Di kantor Tgk Musliadi itu, Ketua Kagempar dan presidium SIRA yang diculik dan dibunuh SGI pada bulan puasa 2002, saya melihat bagaimana setiap hari dia menghimpun data pelanggaran HAM di lapangan. Jam 4 sore, Tgk Jamaika sudah mengurung diri di kamar dan merekap semua laporan yang masuk untuk dikirim ke media.


Selepas Magrib, pernyataannya sudah difax dan dikirim ke berbagai media, baik lokal, nasional dan internasional. Anehnya, Tgk Jamaika sama sekali tidak menggunakan mesin fax, melainkan progam winfax yang sudah diinstall di laptop Sony VAIO miliknya. Untuk koneksi internet, Tgk Jamaika menggunakan HP.


Meskipun Tgk Jamaika melakukan pengiriman berita dari kantor Kagempar di Lamprit, hasil fax yang diterima oleh media berasal dari no fax markas besar GAM di Sweden. Jika saya tidak melihat langsung bagaimana dia mengirimkan pernyataannya, saya tidak percaya bahwa faks itu berasal dari kawasan Lamprit.


Kemampuannya di bidang komputer tidak diragukan lagi. Bahkan, setelah lama berteman dengannya, saya jadi tahu bahwa orang GAM di lapangan memanggil Tgk Jamaika dengan Komputer, yang menunjukkan bahwa penguasaan Tgk Jamaika di bidang komputer di atas kemampuan rata-rata.


Kemampuan ini saya tahu ketika dia sangat lihai mengotak-atik komputer, memperbaiki, install program, melakukan percobaan terhadap berbagai software terbaru. Sesuatu yang baru diketahuinya, langsung dia praktekkan. Semua komputer yang rusak mampu diperbaiki olehnya.


Tapi, Tgk Jamaika tetap misterius. Di kantor Kagempar, misalnya, tak banyak yang tahu bahwa dia adalah Tgk Jamaika. Di kalangan aktivis ia menggunakan nama Muhammad. “Jangan panggil Tgk Dani di sini, cukup panggil Muhammad saja,” katanya mengingatkan agar saya tidak memanggil dengan nama yang pertama diperkenalkannya.


Padahal, biasanya, saya cukup memanggil dia dengan nama Tgk Dani saja. Pun begitu, soal nama asli, Tgk Jamaika sama sekali tidak memberi tahu saya. Saya baru tahu nama asli dia ketika damai bersemi di Aceh pasca-MoU Helsinki, 15 Agustus 2005 lalu. Ternyata Dani, adalah nama panggilan dari nama panjangnya Syardani M. Syarif.


Kehidupannya di kantor Kagempar ini tergolong unik.
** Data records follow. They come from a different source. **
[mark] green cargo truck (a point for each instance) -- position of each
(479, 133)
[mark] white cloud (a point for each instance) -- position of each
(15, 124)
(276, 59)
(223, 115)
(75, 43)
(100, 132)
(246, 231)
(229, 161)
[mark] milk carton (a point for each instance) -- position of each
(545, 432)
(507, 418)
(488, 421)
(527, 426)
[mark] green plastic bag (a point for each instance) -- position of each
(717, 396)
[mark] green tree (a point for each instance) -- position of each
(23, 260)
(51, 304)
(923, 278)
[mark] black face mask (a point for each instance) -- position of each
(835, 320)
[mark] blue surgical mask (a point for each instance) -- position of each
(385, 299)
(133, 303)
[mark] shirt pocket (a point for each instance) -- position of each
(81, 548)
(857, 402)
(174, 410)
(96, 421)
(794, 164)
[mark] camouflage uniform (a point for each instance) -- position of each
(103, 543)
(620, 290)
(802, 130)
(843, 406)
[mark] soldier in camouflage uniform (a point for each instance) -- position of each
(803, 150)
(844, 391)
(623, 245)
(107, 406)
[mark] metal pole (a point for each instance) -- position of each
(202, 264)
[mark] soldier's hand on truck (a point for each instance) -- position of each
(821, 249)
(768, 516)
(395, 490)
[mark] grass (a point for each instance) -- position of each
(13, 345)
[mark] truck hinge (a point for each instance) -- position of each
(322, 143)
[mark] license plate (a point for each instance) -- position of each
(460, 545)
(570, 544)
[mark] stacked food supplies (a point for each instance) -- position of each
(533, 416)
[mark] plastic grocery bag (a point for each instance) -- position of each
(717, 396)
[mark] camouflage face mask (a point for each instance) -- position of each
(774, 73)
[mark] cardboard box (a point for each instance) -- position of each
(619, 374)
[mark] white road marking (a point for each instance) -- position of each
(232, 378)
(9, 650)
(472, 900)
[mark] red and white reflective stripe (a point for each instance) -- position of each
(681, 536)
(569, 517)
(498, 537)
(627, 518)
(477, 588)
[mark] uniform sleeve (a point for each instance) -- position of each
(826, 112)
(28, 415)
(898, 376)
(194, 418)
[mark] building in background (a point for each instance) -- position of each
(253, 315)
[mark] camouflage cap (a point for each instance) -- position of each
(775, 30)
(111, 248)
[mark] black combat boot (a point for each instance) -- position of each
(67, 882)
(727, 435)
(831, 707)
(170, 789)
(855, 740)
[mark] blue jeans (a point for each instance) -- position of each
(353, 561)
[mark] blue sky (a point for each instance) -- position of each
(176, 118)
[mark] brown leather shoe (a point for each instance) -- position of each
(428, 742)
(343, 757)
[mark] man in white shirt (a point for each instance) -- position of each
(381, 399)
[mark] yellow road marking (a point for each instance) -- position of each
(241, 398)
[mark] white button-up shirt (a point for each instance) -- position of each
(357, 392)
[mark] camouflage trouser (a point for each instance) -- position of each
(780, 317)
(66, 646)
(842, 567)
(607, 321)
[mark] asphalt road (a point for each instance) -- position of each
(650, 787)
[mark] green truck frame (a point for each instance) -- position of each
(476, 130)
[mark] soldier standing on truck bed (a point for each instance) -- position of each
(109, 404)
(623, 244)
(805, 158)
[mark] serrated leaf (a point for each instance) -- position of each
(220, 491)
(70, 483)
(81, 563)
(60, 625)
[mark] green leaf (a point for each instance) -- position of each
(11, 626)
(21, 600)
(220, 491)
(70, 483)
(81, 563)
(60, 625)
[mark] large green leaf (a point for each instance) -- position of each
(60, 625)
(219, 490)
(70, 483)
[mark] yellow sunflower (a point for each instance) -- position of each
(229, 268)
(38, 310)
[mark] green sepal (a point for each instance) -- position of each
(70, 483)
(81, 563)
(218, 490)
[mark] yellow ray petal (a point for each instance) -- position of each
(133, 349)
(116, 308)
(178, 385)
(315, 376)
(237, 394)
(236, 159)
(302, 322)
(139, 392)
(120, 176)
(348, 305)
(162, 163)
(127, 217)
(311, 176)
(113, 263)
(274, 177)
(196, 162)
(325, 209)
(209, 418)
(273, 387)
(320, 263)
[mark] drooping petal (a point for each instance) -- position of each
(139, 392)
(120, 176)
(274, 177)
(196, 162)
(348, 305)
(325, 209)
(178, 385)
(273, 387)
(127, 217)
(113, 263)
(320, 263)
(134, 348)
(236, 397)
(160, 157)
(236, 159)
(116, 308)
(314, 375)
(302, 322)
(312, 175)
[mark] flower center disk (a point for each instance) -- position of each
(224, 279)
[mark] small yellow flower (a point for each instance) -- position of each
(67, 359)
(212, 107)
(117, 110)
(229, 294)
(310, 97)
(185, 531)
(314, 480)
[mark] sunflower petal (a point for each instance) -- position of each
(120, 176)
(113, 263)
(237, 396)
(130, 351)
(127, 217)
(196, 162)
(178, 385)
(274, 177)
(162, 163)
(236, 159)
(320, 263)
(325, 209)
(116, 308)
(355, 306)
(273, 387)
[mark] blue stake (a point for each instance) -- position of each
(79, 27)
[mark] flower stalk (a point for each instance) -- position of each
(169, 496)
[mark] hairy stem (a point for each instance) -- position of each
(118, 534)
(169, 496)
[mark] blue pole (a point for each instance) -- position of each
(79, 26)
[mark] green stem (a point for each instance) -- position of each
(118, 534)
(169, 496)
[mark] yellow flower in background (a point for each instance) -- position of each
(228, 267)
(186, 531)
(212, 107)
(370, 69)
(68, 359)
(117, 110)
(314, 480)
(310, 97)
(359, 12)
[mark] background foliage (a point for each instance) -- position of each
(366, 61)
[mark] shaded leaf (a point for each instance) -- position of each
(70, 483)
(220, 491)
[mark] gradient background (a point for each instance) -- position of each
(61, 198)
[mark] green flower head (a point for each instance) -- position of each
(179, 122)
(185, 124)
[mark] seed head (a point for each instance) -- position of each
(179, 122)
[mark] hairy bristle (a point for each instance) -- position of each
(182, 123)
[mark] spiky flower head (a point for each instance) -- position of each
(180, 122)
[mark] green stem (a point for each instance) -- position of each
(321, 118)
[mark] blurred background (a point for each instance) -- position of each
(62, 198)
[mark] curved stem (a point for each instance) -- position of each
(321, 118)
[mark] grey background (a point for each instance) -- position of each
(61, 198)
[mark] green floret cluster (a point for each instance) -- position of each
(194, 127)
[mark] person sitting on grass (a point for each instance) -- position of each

Kalau makan pagi selalu pakai daging bebek, sementara malam banyak mengkonsumi buah kentang. Malah, setiap pagi dia minta pengurus Kagempar belanja, tak pernah lupa meminta dibelikan kentang. Malamnya kentang tersebut direbus, dan jadi makanan di waktu malam.
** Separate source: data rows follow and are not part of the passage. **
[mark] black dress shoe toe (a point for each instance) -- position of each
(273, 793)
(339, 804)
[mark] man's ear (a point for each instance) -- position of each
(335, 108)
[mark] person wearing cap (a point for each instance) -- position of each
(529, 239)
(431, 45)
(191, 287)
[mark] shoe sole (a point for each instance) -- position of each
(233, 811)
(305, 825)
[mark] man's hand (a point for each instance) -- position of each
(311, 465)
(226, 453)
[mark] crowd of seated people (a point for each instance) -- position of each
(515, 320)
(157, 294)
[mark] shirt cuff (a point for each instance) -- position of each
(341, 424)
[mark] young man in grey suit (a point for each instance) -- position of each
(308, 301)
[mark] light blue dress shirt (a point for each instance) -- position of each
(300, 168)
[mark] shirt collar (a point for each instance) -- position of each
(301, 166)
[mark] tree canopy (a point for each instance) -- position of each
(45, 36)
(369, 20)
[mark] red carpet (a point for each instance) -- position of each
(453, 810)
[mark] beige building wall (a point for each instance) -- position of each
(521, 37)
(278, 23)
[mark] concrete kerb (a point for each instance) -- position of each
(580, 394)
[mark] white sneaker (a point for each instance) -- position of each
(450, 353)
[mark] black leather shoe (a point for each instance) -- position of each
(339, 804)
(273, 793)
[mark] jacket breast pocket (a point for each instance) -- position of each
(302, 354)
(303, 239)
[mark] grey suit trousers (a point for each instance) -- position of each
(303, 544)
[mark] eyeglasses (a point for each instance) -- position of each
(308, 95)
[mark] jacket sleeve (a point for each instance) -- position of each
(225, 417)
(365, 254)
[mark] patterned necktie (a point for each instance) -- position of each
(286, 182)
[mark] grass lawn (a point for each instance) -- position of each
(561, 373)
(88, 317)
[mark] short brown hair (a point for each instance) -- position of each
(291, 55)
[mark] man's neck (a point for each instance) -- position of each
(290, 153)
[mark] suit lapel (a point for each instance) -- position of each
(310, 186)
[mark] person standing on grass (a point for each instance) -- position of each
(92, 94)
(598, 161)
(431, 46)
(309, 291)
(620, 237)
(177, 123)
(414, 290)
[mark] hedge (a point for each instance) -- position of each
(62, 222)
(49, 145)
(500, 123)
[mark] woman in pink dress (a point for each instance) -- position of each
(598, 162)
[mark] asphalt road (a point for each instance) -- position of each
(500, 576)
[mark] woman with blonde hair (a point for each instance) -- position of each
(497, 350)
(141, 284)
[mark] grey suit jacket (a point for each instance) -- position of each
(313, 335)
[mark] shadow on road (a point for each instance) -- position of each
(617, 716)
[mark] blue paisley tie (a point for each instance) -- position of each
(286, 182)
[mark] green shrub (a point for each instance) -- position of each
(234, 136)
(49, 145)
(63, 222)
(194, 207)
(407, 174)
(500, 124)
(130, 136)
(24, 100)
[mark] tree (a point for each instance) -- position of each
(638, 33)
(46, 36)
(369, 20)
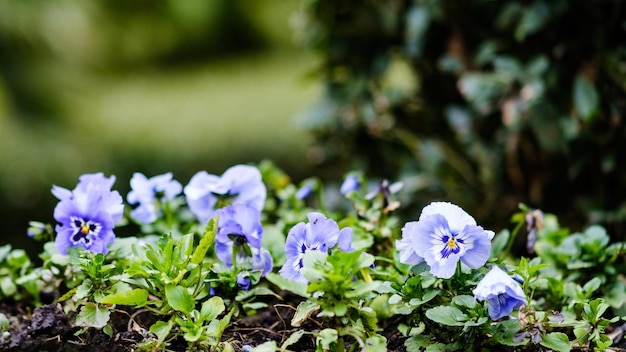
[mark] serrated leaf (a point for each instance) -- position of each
(179, 298)
(464, 301)
(557, 341)
(288, 285)
(161, 329)
(376, 343)
(136, 297)
(303, 312)
(269, 346)
(327, 337)
(212, 308)
(206, 242)
(93, 315)
(447, 315)
(293, 338)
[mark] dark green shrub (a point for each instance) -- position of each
(485, 103)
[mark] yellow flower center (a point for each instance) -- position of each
(451, 242)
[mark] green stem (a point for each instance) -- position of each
(514, 233)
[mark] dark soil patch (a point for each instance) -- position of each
(49, 328)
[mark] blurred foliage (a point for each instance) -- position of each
(484, 103)
(142, 86)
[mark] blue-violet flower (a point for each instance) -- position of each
(239, 229)
(148, 192)
(319, 234)
(443, 235)
(502, 293)
(87, 214)
(240, 184)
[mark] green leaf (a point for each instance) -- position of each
(557, 341)
(212, 308)
(293, 338)
(136, 297)
(592, 285)
(417, 343)
(7, 286)
(585, 97)
(447, 315)
(499, 243)
(182, 251)
(376, 343)
(269, 346)
(327, 337)
(303, 312)
(464, 301)
(161, 329)
(288, 285)
(93, 315)
(206, 242)
(179, 298)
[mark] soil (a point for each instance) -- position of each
(49, 328)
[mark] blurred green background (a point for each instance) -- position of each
(147, 86)
(486, 104)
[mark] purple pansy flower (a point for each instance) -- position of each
(147, 191)
(87, 214)
(502, 293)
(239, 229)
(240, 184)
(319, 234)
(443, 235)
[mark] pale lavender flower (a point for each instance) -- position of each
(502, 293)
(240, 184)
(149, 192)
(319, 234)
(239, 229)
(443, 235)
(87, 214)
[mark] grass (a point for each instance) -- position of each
(202, 117)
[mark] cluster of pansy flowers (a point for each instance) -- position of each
(443, 236)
Bertemu di Markas Besar GAM


SAYA bersama beberapa kawan pernah berkunjung ke markas besar GAM di Alue Dua, Nisam, Aceh Utara sekitar akhir Januari 2002. Di markas tersebut saya melihat ada beberapa unit komputer, laptop, dan printer. Markasnya benar-benar mirip sebuah kantor LSM di Banda Aceh, dulunya. Ada ruang tamu, ruang meeting, ruang kerja, ruang tidur dan dapur. Di sekeliling markas tersebut, ada gubuk kecil yang dijaga 24 jam oleh pasukan GAM.
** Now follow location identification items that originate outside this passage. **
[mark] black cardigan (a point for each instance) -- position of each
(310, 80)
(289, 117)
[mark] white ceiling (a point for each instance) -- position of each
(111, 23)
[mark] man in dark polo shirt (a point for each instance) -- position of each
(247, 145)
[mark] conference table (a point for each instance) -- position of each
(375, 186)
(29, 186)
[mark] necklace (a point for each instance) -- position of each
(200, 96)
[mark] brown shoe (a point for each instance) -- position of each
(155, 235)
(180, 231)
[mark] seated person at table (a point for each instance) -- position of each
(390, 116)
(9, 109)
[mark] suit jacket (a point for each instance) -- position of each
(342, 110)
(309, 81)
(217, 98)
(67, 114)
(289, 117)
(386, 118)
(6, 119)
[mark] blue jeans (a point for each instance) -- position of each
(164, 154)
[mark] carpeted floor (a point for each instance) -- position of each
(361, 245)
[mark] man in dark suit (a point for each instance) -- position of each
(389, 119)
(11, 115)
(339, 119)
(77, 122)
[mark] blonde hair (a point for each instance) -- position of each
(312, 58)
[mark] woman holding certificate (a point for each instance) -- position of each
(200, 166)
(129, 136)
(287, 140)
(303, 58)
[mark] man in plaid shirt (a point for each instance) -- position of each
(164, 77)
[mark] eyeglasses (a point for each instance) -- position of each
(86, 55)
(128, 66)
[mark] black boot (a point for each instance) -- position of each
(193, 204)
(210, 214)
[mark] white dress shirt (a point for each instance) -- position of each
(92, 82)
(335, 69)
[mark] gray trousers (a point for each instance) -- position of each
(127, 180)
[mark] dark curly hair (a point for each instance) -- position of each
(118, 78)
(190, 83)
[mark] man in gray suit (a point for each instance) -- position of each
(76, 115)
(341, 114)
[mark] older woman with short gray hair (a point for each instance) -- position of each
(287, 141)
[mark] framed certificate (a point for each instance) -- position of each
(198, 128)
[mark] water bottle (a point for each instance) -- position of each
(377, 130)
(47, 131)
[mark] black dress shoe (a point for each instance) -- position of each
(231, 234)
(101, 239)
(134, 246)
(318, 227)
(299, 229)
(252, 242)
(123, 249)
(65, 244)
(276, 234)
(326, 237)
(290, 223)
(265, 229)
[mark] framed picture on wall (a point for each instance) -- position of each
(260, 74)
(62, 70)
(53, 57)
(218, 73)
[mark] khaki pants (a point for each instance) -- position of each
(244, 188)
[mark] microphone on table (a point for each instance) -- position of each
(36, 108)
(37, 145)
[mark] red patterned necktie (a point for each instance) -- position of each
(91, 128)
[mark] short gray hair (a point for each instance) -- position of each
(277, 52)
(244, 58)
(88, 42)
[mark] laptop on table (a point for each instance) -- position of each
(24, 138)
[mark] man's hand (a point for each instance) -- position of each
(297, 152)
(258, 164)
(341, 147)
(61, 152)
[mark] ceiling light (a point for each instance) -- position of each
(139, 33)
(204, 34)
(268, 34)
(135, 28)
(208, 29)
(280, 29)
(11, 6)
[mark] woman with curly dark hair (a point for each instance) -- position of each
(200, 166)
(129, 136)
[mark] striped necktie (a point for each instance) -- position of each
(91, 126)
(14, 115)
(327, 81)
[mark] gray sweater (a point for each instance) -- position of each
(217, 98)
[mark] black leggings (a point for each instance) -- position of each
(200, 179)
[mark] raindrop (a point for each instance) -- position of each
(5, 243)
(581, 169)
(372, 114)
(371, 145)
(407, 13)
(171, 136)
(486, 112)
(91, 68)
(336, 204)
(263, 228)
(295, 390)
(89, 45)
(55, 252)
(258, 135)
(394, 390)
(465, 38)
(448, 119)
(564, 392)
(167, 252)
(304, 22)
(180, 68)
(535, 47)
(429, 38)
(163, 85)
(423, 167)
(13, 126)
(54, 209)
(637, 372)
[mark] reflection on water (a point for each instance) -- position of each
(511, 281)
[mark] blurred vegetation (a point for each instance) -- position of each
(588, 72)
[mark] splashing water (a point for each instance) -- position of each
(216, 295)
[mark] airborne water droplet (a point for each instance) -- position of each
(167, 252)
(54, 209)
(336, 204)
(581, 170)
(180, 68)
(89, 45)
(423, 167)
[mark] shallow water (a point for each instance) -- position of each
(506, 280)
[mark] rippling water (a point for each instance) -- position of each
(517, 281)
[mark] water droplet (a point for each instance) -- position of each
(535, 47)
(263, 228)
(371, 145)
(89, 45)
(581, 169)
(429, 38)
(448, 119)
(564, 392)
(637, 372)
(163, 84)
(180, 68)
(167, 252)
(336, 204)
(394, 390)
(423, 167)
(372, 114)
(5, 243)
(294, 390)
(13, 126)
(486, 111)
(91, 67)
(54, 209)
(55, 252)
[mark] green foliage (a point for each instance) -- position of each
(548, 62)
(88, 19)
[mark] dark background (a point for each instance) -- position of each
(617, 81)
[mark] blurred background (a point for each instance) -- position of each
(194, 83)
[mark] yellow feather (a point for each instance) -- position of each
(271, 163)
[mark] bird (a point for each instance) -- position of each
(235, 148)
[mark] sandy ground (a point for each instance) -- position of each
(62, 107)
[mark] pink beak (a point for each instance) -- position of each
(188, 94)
Di markas besar itu pula, saya pertama kali melihat Tgk Sofyan Dawood dan Tgk Muzakkir Manaf secara langsung. Sebelumnya, wajah kedua tokoh GAM yang berpengaruh ini hanya terpampang di media massa. Saya sendiri terkejut, sampai tak percaya bahwa saya bisa melihat dan salaman langsung dengan kedua tokoh ini. Soalnya, saat itu Tgk Muzakkir Manaf dan Sofyan Dawood termasuk masih sulit ditemui para wartawan.

Saya pernah tersenyum kecil ketika melihat Tgk Sofyan Dawood bermain game race di laptop di kantor tersebut. “TNI capek mencari Sofyan Dawood, ternyata dia cuma main game balap di markas,” ucap saya dalam hati.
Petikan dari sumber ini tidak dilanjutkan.